Another target of autoreactive T cells: defective protein production
by Adam Burrack, PhD
One reason insulin may become a target of autoreactive T cells is because it is associated with inflammation in the pancreas. As I’ve previously described, inflammation is one signal T cells that from their environment which indicates that it’s time to respond to a threat (like a virus or bacteria). Another signal that helps to “activate” T cells to respond to threats are new peptide targets. Normally, T cells that have the potential to cause autoimmune disease are deleted in the thymus during development. In a system where these cells weren’t purged, humans would develop multiple types of autoimmunity at very young ages. In fact, the safe-guard goes a full step further. T cells which have moderately strong reactivity to self (think of it as a spectrum of strength of response) are not deleted, but rather are diverted into a different lineage of cells called regulatory T cells. The sole purpose of this sub-set of T cells is to prevent autoimmunity during times of inflammation and moderate organ and tissue damage. For example, part of the training response to exercise involves moderate amounts of muscle damage – even the release of some damaged proteins – so that the muscles can respond to the stress and become stronger. If we did not have regulatory T cells – as well as different ‘flavors’ of inflammation, the type of inflammation associated with exercise (mediate by the cytokine IL-6) is slightly different than the type of inflammation resulting from viral infection (mediated by type 1 interferon) – we would develop autoimmunity to our own tissues. Therefore, very few – if any – T cells with the potential to cause autoreactivity make it into the circulation of a normal adult human. So the question remains: how does autoimmunity develop?

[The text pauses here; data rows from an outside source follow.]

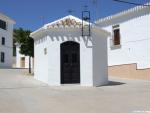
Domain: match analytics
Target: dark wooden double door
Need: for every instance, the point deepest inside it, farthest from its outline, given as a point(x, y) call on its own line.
point(70, 62)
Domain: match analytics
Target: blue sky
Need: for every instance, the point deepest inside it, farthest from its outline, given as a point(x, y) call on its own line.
point(29, 14)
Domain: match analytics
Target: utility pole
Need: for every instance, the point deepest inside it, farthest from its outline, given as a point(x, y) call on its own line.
point(95, 3)
point(132, 3)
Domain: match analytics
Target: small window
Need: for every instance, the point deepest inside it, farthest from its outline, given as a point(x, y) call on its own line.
point(2, 24)
point(66, 58)
point(3, 40)
point(116, 35)
point(74, 58)
point(2, 57)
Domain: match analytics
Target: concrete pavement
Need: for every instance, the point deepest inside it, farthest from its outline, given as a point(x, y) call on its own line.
point(20, 93)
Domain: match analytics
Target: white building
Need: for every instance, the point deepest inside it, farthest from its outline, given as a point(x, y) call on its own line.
point(63, 55)
point(129, 45)
point(22, 61)
point(6, 41)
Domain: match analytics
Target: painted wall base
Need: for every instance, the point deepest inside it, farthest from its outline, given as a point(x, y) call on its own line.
point(129, 71)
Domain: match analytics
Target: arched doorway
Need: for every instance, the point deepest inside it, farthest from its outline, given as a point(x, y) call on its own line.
point(70, 62)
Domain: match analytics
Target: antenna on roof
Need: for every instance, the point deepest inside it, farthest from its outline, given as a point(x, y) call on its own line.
point(95, 2)
point(42, 20)
point(70, 11)
point(86, 19)
point(132, 3)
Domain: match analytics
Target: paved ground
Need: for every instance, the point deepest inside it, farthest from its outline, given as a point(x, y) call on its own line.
point(20, 93)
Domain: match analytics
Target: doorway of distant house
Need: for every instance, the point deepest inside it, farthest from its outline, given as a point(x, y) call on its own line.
point(22, 62)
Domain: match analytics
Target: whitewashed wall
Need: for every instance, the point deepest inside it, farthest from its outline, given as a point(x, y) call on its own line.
point(135, 40)
point(18, 59)
point(8, 47)
point(47, 67)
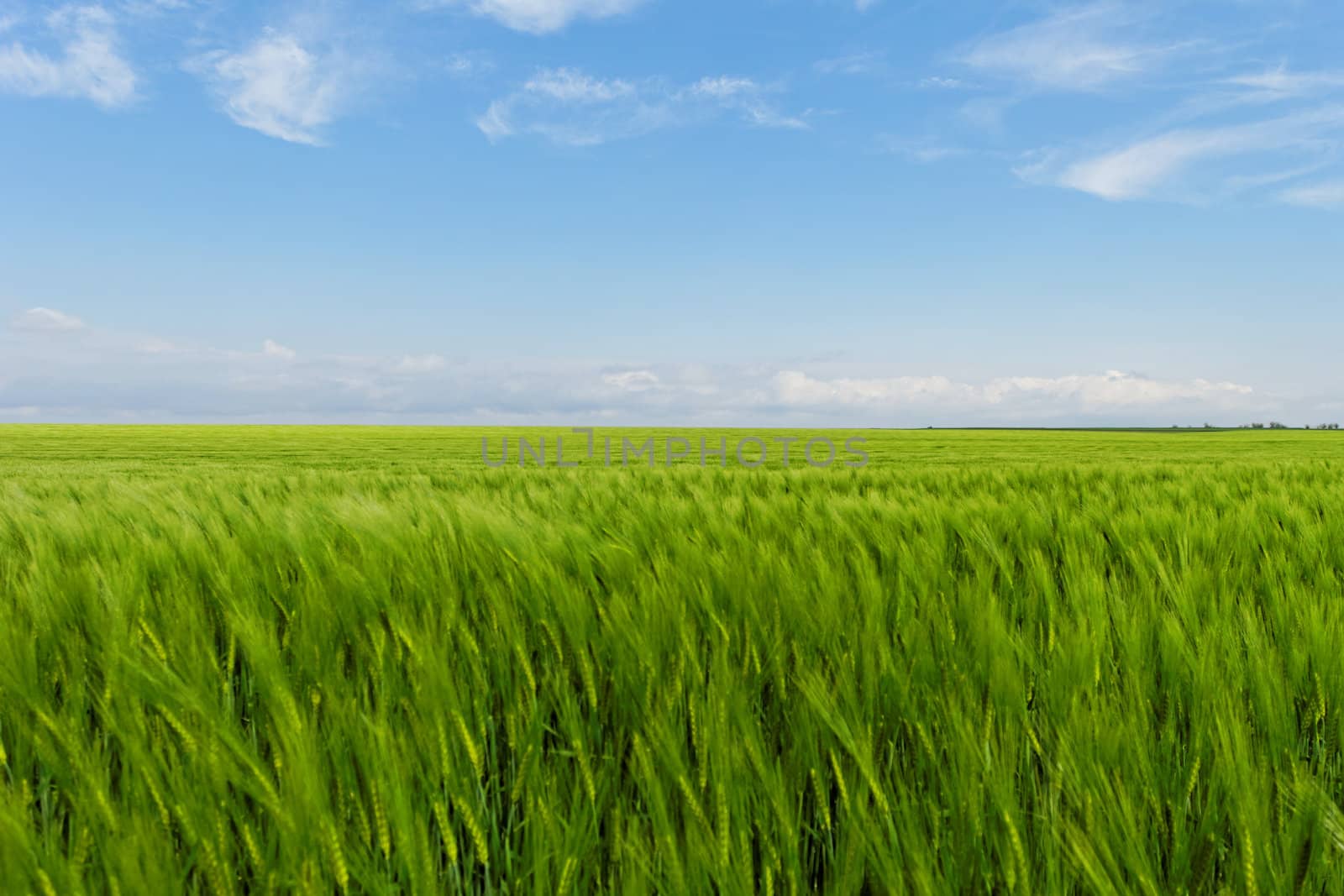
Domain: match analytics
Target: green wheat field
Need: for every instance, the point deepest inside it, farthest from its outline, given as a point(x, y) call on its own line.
point(252, 660)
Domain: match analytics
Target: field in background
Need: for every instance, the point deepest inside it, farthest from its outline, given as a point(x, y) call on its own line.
point(356, 660)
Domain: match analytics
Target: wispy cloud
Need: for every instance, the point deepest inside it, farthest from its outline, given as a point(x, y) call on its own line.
point(1088, 394)
point(1153, 164)
point(270, 348)
point(853, 63)
point(571, 107)
point(538, 16)
point(1077, 49)
point(282, 86)
point(46, 318)
point(100, 374)
point(1324, 195)
point(1283, 83)
point(89, 63)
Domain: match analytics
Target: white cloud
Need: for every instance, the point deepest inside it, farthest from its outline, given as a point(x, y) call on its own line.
point(569, 85)
point(280, 86)
point(632, 380)
point(853, 63)
point(275, 349)
point(1079, 49)
point(46, 318)
point(1326, 195)
point(539, 16)
point(1283, 83)
point(1088, 394)
point(89, 66)
point(571, 107)
point(421, 363)
point(1140, 170)
point(109, 375)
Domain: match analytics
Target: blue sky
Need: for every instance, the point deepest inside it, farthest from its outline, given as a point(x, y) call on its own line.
point(672, 211)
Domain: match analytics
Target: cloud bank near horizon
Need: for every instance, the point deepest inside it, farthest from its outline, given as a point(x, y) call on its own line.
point(57, 367)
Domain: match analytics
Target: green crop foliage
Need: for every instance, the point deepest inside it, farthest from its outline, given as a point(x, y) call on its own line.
point(360, 661)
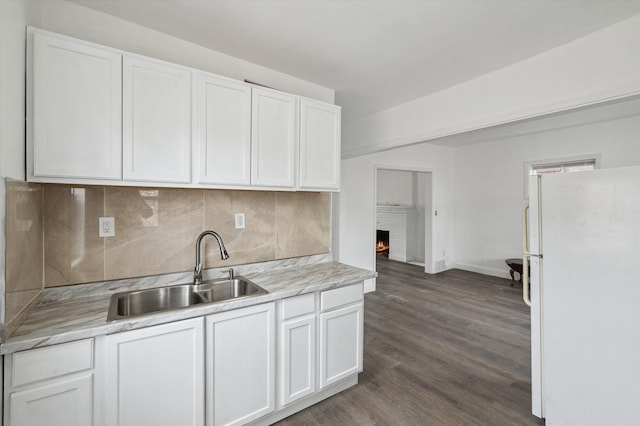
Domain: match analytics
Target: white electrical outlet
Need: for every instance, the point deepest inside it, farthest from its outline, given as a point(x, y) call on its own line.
point(239, 220)
point(107, 227)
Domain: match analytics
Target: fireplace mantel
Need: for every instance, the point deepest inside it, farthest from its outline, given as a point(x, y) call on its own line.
point(398, 220)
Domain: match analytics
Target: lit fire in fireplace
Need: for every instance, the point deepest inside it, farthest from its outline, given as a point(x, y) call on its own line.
point(382, 249)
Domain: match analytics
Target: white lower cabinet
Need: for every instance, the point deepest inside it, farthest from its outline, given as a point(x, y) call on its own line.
point(66, 402)
point(217, 370)
point(341, 334)
point(240, 364)
point(155, 375)
point(51, 386)
point(297, 348)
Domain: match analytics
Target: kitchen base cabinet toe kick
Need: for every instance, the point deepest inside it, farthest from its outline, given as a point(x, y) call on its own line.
point(252, 365)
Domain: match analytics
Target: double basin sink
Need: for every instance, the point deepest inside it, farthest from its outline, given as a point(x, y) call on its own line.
point(154, 300)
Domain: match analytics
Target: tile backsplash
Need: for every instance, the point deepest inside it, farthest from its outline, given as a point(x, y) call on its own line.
point(24, 241)
point(156, 229)
point(52, 232)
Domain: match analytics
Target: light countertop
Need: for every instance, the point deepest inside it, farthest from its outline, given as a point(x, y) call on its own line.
point(83, 314)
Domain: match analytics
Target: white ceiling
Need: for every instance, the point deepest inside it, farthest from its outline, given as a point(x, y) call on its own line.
point(375, 54)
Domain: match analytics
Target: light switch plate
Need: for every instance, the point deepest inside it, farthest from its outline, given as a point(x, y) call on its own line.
point(107, 227)
point(239, 220)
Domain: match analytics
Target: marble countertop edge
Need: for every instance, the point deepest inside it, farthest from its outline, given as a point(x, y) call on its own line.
point(69, 319)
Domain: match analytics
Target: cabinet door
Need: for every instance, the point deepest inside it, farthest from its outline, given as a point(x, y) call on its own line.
point(157, 121)
point(297, 358)
point(319, 165)
point(155, 375)
point(273, 138)
point(340, 344)
point(75, 110)
point(224, 137)
point(240, 365)
point(66, 402)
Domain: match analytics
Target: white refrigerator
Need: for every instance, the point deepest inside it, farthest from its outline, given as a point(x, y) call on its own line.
point(582, 239)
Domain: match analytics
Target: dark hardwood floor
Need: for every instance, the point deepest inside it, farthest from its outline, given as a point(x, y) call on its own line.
point(445, 349)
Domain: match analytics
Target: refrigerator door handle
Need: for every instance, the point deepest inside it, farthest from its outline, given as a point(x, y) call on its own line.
point(526, 296)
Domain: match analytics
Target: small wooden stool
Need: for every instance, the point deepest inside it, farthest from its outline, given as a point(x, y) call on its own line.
point(516, 266)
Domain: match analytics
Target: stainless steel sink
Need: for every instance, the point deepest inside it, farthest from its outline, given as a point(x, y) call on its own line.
point(220, 290)
point(142, 302)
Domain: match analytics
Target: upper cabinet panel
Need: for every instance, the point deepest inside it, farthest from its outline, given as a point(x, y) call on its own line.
point(319, 165)
point(97, 115)
point(74, 110)
point(273, 139)
point(224, 131)
point(157, 121)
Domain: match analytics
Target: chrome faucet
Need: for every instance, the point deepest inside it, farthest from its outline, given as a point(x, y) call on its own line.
point(197, 273)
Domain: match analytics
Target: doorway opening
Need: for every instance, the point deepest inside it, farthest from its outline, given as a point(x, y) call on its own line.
point(403, 216)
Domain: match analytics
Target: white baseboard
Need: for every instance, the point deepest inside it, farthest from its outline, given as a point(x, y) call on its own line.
point(482, 270)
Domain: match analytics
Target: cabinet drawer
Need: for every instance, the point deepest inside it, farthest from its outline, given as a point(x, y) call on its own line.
point(52, 361)
point(298, 305)
point(340, 296)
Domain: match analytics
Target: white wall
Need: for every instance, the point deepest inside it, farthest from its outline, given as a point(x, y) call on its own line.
point(489, 180)
point(357, 200)
point(601, 66)
point(395, 187)
point(422, 197)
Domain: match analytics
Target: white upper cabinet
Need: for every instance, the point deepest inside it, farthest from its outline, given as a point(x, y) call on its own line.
point(319, 158)
point(273, 139)
point(157, 121)
point(97, 115)
point(74, 110)
point(224, 131)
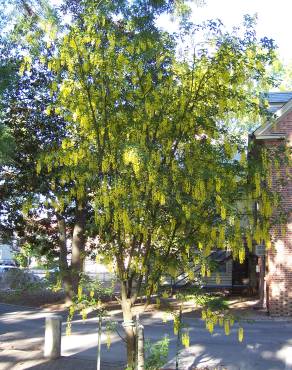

One answer is genetic susceptibility. For unknown reasons, individuals with certain gene types related to how T cells are activated develop autoimmunity – including type 1 diabetes – more frequently than other individuals. A second answer is slight perturbations in T cell development. For reasons that are not completely clear, individuals with the propensity to develop autoimmunity seem to have a higher-than-normal number of autoreactive T cells. This likely has something to do with how T cells develop in the thymus, but is not understood well enough by basic science researchers in order to manipulate it to prevent autoimmunity. A third answer might be gut microbiome. Emerging evidence has begun to suggest that a more narrow range of bacteria in the gut is associated with autoimmunity, including type 1 diabetes. Whether this is cause, effect, or unrelated to disease onset is not clear at this time.
A fourth potential answer is the development of new peptides associated with beta cell destruction, to which there are no pre-existing T cells. In this case, there would be no regulatory T cells to prevent attack, and there would have been no selection in the thymus during T cell development against the survival of T cells responding to these peptides. From the perspective of the T cells, they would be doing what they should: attacking the source of a new peptide that is associated with inflammation. This is how the immune system has evolved to operate in mammals. The recent observations of hybrid peptides, which contain one portion of the insulin molecule and a second portion from a different protein found in the insulin secretory granule was the first demonstration of this principle in type 1 diabetes.
Today’s article establishes a second example of this “new peptide” explanation for the origins of autoimmunity. In a recent article in the journal Nature Medicine from Bart Roep’s group at City of Hope in Los Angeles, researchers characterized a ‘defective ribosomal insulin gene product’ as a target of both CD4 T cells and CD8 T cells. What this means in English (or at least non-basic science-speak) is the following. When beta cells are stressed out by inflammation and high-demand for insulin production (as in when neighboring insulin molecules are getting killed and there is more demand for each remaining beta cell to produce more-and-more insulin), sometimes the production of insulin gets screwed up in the rush to keep up. This ‘screwed-up’ insulin could then be seen as a ‘new protein’ being produced by cells under the attack. These cells under attack could then be mistaken by the immune system, logically enough, as infected with a bacteria or virus. The immune system then re-doubles its efforts to eradicate the cells responsible for production of this foreign peptide.
From the perspective of the beta cell, that sucks. You’re doing job as best as you can, a couple mistakes get made along the way because you’re just that busy, and that gets you killed – and your neighboring beta cells killed – even faster. From the perspective of the immune system, job well done. And not only that, but memory T cells will be developed against this mis-made insulin target. So that if an insulin-producing transplant is ever performed, the T cells will remember that weird-insulin target.
The good news is, having discovered this basic principal that T cells appear to really be doing their job quite well when they are destroying beta cells, researchers can now begin to think about ways to leverage these ‘new targets’ in attempts to re-create immune tolerance to insulin-producing transplanted cells. Understanding what the targets of autoreactive T cells are – especially the ‘new targets’ like hybrid peptides and defective ribosomal products – gives researchers rational approaches to try to reverse autoimmunity. Most likely this will require a two-step process: (1) get rid of the memory autoreactive T cells (using as-yet-to-be-invented technology), (2) induce immune tolerance to ‘new targetes’ (using unknown future method). So as a reality check, the strategy is clear, the methods; however, are not.